GeoText -- Geo-tagged Microblog Corpus
=======================================

URL: http://www.ark.cs.cmu.edu/GeoText
Version: 2010-10-12

The dataset is described in the following paper.
Please consider citing it if appropriate. Thanks!

  "A Latent Variable Model for Geographic Lexical Variation."
  Jacob Eisenstein, Brendan O'Connor, Noah A. Smith, and Eric P. Xing.
  http://www.cs.cmu.edu/~nasmith/papers/eisenstein+oconnor+smith+xing.emnlp10.pdf
  In Proceedings of the Conference on Empirical Methods in Natural Language Processing, Cambridge, MA, 2010.

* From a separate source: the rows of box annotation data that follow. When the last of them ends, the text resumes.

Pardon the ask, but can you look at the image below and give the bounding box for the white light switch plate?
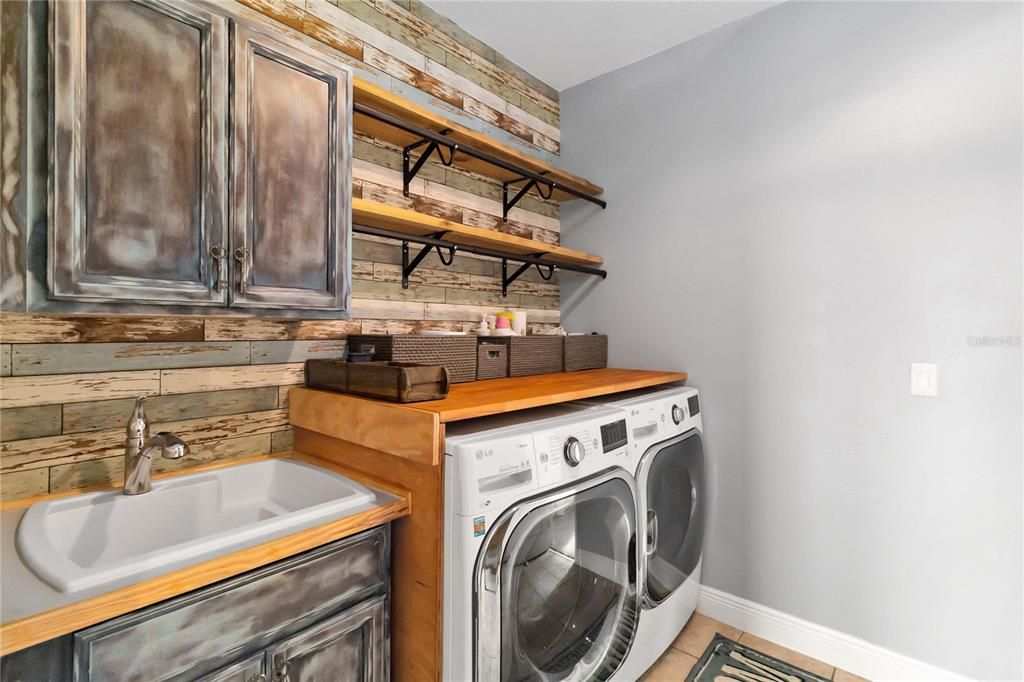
[910,363,939,397]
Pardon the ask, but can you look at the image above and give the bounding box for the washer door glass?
[638,431,706,605]
[478,475,638,682]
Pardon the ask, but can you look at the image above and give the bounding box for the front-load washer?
[443,406,639,682]
[581,386,709,682]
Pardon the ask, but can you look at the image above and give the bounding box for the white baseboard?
[697,586,968,682]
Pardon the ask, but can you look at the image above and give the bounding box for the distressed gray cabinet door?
[231,23,351,313]
[267,596,389,682]
[197,651,269,682]
[47,0,229,305]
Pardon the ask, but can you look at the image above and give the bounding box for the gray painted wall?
[562,3,1024,679]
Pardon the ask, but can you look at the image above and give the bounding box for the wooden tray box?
[306,359,451,402]
[348,334,476,384]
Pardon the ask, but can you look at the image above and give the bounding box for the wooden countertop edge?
[419,370,688,417]
[0,452,412,655]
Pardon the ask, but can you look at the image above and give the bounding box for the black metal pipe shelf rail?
[352,223,608,296]
[352,102,608,222]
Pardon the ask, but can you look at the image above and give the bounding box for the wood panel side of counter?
[289,388,443,465]
[294,428,444,682]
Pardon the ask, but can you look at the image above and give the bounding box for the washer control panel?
[534,409,630,487]
[562,436,587,467]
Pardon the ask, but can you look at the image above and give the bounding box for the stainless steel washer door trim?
[473,467,641,682]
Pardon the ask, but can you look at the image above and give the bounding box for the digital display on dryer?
[601,419,629,453]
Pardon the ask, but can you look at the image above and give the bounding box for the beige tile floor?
[643,613,866,682]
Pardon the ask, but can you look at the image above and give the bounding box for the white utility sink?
[17,459,377,592]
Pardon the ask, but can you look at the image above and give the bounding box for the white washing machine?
[443,406,640,682]
[581,386,709,682]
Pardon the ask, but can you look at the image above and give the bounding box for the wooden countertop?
[289,370,686,682]
[0,452,412,655]
[409,369,686,423]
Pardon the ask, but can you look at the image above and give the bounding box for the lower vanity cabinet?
[200,596,388,682]
[266,597,389,682]
[0,525,390,682]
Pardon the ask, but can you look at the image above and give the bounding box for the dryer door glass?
[637,431,707,604]
[478,475,639,682]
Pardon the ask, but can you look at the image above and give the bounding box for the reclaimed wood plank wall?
[0,0,559,501]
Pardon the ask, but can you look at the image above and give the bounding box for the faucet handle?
[126,395,150,438]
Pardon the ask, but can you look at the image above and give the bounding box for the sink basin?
[17,459,377,592]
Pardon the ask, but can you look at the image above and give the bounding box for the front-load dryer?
[580,386,709,682]
[443,406,639,682]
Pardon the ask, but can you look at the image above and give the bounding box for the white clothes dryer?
[580,386,709,682]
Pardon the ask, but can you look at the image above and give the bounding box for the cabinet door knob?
[210,244,225,292]
[234,247,253,296]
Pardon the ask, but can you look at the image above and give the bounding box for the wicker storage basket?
[306,359,449,402]
[481,335,562,377]
[562,334,608,372]
[348,334,476,384]
[476,340,509,379]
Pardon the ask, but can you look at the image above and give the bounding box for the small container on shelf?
[306,359,451,402]
[480,335,562,377]
[348,334,476,384]
[559,334,608,372]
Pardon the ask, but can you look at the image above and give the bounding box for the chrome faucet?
[125,395,188,495]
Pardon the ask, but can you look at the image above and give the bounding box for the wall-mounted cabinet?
[5,0,352,317]
[48,2,228,306]
[231,25,351,310]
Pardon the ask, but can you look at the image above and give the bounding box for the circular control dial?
[562,436,587,467]
[672,404,686,425]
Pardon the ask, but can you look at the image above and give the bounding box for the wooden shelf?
[352,199,604,267]
[352,78,604,201]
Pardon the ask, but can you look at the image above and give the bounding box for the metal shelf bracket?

Contact brenocon@cmu.edu with any questions.


Overview
========

377616 messages from 9475 geo-located microblog users approximately within the
United States, over one week in March 2010.  See the 'Data' section of the
paper for more details.


Contents
========

full_text.txt   --  All messages and meta information, in tab-separated fields.

processed_data/
  data.mat      --  Matlab format.  Key variables are
    w_data         -- (User ID, "document position", word ID) triples
    u_lat, u_long  -- Coordinates per user.

  Main plaintext-formatted data:
  user_info     --  Geo coordinates per user (from their first message)
                    User IDs correspond to line numbers in this file.
  vocab_wc_dc   --  Vocabulary file, with word and doc counts. 
                    Word IDs correspond to line numbers in this file.
  user_pos_word --  (User ID, docposition, word ID) triples

  Other versions:
  user_word_tf  --  Normalized TF features per user, triples format.
  {train,dev,test}.dat  --  Word counts per user, "LDA" format.

preproc/        --  Scripts for constructing some of the above files
                    from full_text.txt.

geo_eval/       --  Scripts we used for location prediction evaluation.
                    A little messy; not all are used.
                    geo_dist.py is the most (only?) useful one.

"Document position" means the position in the document obtained from
concatenating all the user's messages together.

Train/Dev/Test splits
=====================

Train, Dev, and Test splits are by user ID.
Folds are numbered 1,2,3,4,5, 1,2,3,4,5, across users
  i.e., fold = (userID % 5); fold = fold==0 ? 5 : fold  

Training set is folds 1,2,3
Dev set is fold 4
Test set is fold 5

Some files already have train,dev,test splitted versions.


De-identification
=================

All messages were public Twitter messages posted in March 2010.

Even so, we have taken an additional, if modest, step of anonymizing usernames
in the author field as well as @-mentions.  This certainly does not ensure
privacy, but makes casual searching for individual users a little harder.